Laut Schätzungen der Bundesarbeitsgemeinschaft Wohnungslosenhilfe e.V. sind in Deutschland circa 680.000 wohn- oder obdachlos.
Seit der Corona Pandemie sind es vermutlich noch mehr. Unter diesen Menschen sind auch viele Konsument*innen illegaler Drogen. Die niedrigen Hygiene-Standards auf den Straßen machen den Konsum teilweise noch gefährlicher, etwa mit dreckigen Spritzen. Streetworker Julian Meyer von der Drogenhilfe Schwaben hat deshalb in seinem Rucksack immer "sauberes Besteck" dabei.
"Sprich, verschiedene Nadeln hab ich dabei, verschiedene Größen an Spritzen. Also unser Safer Use* Angebot sozusagen." – Julian Meyer


*Safer Use = Richtige Mittel und Wissen, beim Drogenkonsum die körperliche und psychische Gesundheit so gut es geht zu schützen.


Akzeptierende Arbeitshaltung

Meist ist Julian mit einer Kollegin als Zweierteam auf den Straßen Augsburgs unterwegs und sucht gängige Szeneplätze auf, an denen sich häufig Konsument*innen aufhalten. Dabei drückt er keinem die Hilfe aufs Auge. Eher ist seine Arbeit auf der Straße eine "Geh-Struktur"-Arbeitshaltung. Das heißt: Als Streetworker*innen verfolgen die beiden einen akzeptierenden Ansatz, akzeptieren also den Drogenkonsum der Menschen erst einmal. Zudem kämen diejenigen, die etwas brauchen, seien es saubere Nadeln oder Unterstützung bei bürokratischen Angelegenheiten, selbst auf sie zu. Manchmal müsse er aber auch Erste Hilfe leisten oder einen Krankenwagen rufen. Nach vielen Jahren Berufserfahrung hat Julian mittlerweile auch ein Gespür für den Zustand der Leute, die er oft sieht.
"Die Leute, die man oft sieht und besser kennengelernt hat, da sieht man schon, ob‘s denen gut geht oder nicht." – Julian Meyer


Erstes und letztes Glied als Streetworker*in

Zielgruppe seien vor allem junge Erwachsene oder erwachsene Konsument*innen illegaler Drogen.
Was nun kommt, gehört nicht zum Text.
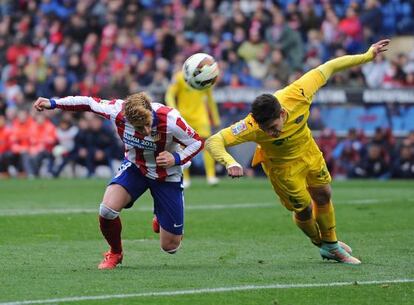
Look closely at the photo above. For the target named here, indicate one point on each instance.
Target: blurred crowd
(357, 156)
(111, 48)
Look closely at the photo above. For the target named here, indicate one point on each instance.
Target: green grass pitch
(239, 242)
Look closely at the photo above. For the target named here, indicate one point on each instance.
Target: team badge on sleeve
(238, 128)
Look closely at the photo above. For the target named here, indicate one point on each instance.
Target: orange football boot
(111, 260)
(155, 225)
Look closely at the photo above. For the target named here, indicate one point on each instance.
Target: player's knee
(303, 215)
(107, 213)
(171, 247)
(322, 197)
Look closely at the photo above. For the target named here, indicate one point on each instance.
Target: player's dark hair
(266, 107)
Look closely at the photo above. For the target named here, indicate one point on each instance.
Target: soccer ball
(200, 71)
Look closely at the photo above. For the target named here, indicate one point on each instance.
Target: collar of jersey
(154, 119)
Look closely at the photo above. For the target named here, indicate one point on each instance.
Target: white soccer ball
(200, 71)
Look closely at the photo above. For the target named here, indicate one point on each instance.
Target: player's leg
(318, 180)
(114, 200)
(169, 211)
(122, 191)
(305, 221)
(210, 168)
(186, 178)
(289, 183)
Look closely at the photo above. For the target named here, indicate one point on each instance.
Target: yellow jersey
(197, 107)
(295, 137)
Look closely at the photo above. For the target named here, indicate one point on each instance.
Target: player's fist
(380, 46)
(235, 170)
(42, 104)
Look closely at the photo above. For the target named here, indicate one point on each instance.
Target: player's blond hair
(138, 109)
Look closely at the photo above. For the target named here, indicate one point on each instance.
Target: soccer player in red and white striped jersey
(158, 142)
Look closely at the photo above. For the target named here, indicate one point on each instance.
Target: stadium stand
(113, 48)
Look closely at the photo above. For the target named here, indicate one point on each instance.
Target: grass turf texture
(47, 253)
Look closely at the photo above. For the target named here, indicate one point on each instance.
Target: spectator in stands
(375, 71)
(347, 154)
(4, 147)
(278, 71)
(95, 145)
(65, 151)
(20, 144)
(403, 166)
(280, 35)
(42, 140)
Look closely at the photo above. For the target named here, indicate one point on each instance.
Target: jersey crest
(238, 128)
(299, 119)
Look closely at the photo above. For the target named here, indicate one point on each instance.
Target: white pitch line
(202, 207)
(205, 290)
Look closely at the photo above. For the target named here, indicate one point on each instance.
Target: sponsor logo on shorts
(139, 143)
(123, 168)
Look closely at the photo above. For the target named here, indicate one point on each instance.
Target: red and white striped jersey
(169, 133)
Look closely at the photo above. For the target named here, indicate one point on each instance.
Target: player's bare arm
(42, 104)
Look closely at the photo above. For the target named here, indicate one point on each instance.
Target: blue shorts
(168, 196)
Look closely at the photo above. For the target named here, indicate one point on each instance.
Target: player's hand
(380, 46)
(165, 159)
(42, 104)
(235, 171)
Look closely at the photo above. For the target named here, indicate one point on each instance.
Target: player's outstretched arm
(216, 147)
(42, 103)
(348, 61)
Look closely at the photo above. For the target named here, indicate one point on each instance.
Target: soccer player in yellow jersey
(199, 109)
(289, 155)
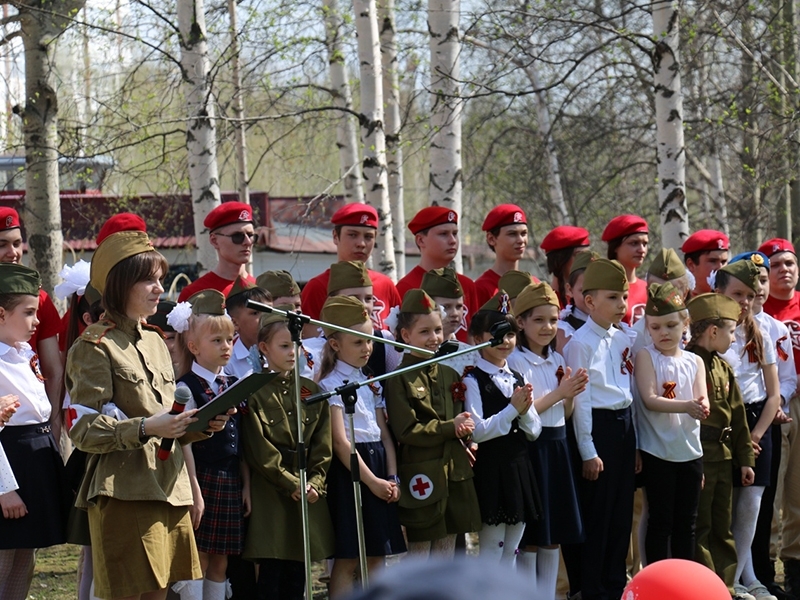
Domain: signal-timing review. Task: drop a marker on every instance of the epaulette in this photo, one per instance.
(96, 332)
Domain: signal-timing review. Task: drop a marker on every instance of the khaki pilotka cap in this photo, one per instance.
(344, 311)
(270, 318)
(604, 274)
(417, 302)
(582, 259)
(347, 274)
(534, 295)
(442, 283)
(19, 279)
(746, 271)
(667, 265)
(663, 299)
(280, 284)
(113, 250)
(207, 302)
(713, 306)
(513, 282)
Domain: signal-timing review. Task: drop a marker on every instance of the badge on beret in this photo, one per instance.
(420, 486)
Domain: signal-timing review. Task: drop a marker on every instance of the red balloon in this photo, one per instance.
(676, 579)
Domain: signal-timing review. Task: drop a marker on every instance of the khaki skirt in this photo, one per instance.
(140, 546)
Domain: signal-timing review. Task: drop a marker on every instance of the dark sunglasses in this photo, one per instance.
(238, 237)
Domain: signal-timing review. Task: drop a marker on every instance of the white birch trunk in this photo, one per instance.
(201, 138)
(372, 134)
(546, 130)
(669, 126)
(394, 150)
(445, 151)
(346, 138)
(42, 209)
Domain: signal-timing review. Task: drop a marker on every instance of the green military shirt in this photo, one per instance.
(128, 365)
(727, 410)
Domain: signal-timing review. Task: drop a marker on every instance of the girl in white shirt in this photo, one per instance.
(672, 401)
(501, 404)
(554, 387)
(343, 358)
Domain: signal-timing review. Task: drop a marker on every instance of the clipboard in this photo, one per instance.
(233, 396)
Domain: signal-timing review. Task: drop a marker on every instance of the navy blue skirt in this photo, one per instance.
(561, 521)
(39, 471)
(382, 532)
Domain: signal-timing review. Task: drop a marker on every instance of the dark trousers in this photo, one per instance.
(673, 494)
(281, 579)
(607, 505)
(762, 565)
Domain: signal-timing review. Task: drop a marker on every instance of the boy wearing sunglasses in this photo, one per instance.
(232, 234)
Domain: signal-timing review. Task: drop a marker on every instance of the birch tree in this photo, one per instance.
(669, 126)
(373, 136)
(201, 138)
(394, 148)
(346, 138)
(445, 88)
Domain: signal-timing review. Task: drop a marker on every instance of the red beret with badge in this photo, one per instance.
(776, 245)
(705, 240)
(505, 214)
(9, 218)
(121, 222)
(431, 216)
(227, 213)
(356, 214)
(624, 225)
(565, 236)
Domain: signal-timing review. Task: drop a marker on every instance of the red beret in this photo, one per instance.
(565, 236)
(360, 215)
(9, 218)
(624, 225)
(121, 222)
(430, 217)
(227, 213)
(776, 245)
(505, 214)
(705, 240)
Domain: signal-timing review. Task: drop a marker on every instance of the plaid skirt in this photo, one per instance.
(221, 529)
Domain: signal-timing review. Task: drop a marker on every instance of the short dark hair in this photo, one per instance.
(125, 274)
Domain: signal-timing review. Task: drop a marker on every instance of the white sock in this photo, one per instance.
(213, 590)
(747, 503)
(547, 572)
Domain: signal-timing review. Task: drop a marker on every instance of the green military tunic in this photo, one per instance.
(269, 440)
(715, 547)
(438, 496)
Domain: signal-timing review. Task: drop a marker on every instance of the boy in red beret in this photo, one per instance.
(45, 340)
(627, 237)
(435, 230)
(232, 235)
(705, 251)
(354, 230)
(506, 230)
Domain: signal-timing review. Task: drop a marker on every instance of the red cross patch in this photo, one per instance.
(420, 486)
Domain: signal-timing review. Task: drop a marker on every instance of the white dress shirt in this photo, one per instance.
(369, 400)
(541, 372)
(600, 351)
(498, 424)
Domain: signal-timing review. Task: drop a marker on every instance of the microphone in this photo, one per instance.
(182, 396)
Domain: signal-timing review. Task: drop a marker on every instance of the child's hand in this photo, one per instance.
(592, 468)
(522, 398)
(464, 424)
(165, 425)
(748, 476)
(13, 506)
(572, 385)
(8, 406)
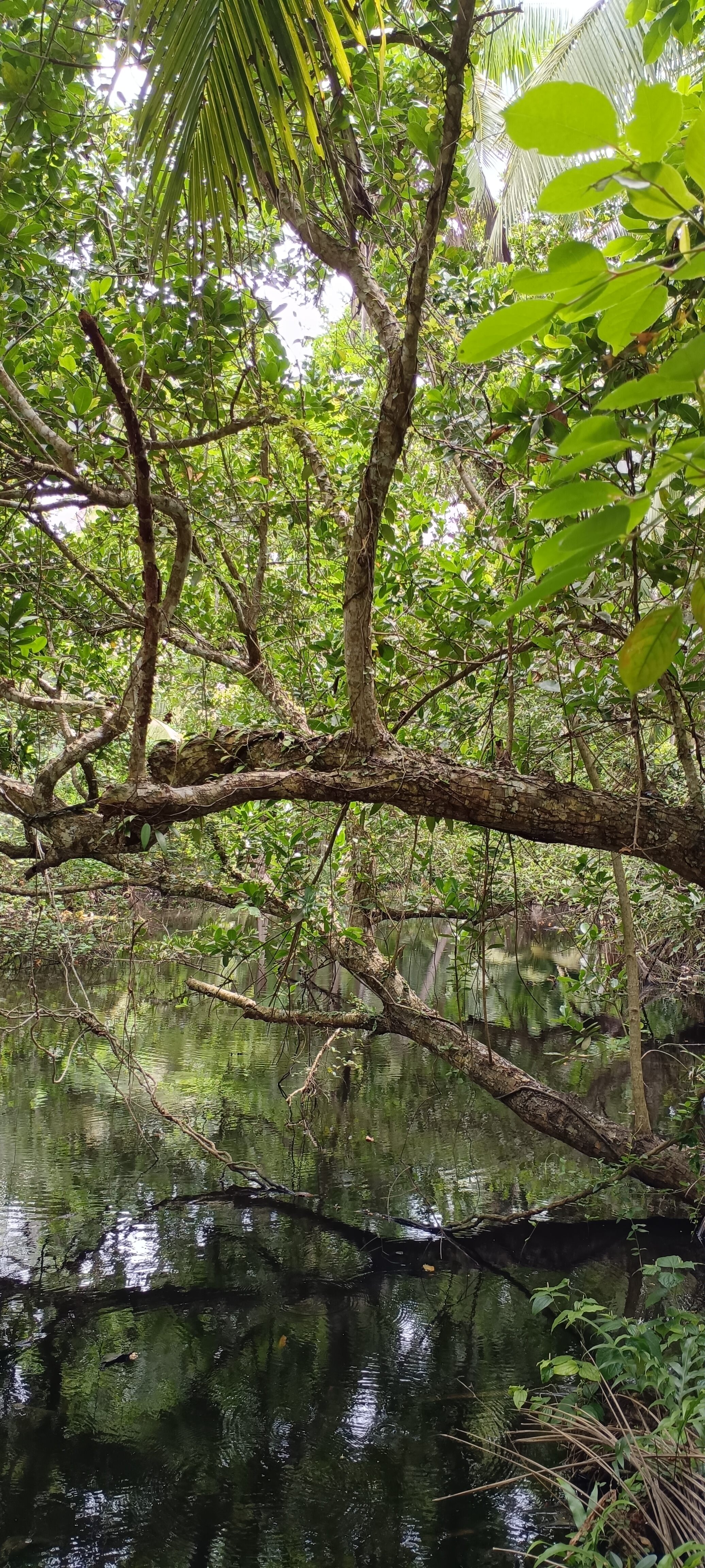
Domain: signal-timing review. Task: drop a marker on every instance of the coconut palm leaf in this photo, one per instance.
(599, 51)
(223, 78)
(521, 42)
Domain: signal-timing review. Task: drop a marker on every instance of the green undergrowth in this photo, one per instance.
(627, 1410)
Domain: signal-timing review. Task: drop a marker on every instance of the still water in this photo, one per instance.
(289, 1388)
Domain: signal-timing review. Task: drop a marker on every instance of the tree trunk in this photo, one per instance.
(634, 995)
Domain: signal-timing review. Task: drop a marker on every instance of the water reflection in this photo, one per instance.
(294, 1391)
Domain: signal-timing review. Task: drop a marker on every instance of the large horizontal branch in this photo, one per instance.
(540, 810)
(552, 1112)
(283, 1015)
(52, 705)
(35, 424)
(345, 259)
(259, 416)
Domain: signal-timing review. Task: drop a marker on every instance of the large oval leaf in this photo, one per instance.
(657, 120)
(667, 197)
(679, 374)
(590, 537)
(569, 499)
(504, 330)
(540, 593)
(579, 190)
(593, 432)
(651, 648)
(561, 118)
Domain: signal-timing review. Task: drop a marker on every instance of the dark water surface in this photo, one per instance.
(295, 1388)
Entweder Erstkonsument*innen, die sich noch nicht an das bestehende Hilfesystem (zum Beispiel Beratungsstellen oder Kontaktläden) angebunden sehen oder diejenigen, die schon alles probiert, aber keine geeignete Lösung gefunden haben:
"Was die Drogenhilfearbeit angeht, sind wir so ein bisschen das erste und gleichzeitig letzte Glied der Kette. Natürlich gibt's viele Menschen ohne festen Wohnsitz […], die man dann auch mal an ihren Plätzen unter den Brücken aufsucht. Zielgruppe [sind aber] definitiv Konsument*innen illegaler Drogen." – Julian Meyer

Belastung und Erfolgserlebnisse als Streetworker*in

Auf den Straßen hat Julian in den letzten Jahren schon viele Schicksale miterlebt. Viele Lebensgeschichten, die ihm die Menschen erzählt haben, seien ziemlich tragisch gewesen. Viele hätten in ihrer Kindheit Missbrauchs- oder Gewalterfahrung machen müssen. Trotzdem versucht Julian, in seiner Freizeit abzuschalten und seine Arbeit nicht mit nach Hause zu nehmen. Ein guter Freundeskreis, Hobbys und ein tolles Team helfen ihm dabei, dass ihn der Alltag als Streetworker nicht zu sehr belastet, sagt Julian. Und neben der Belastung sind es auch die kleinen Erfolge, die seinen Job ausmachen.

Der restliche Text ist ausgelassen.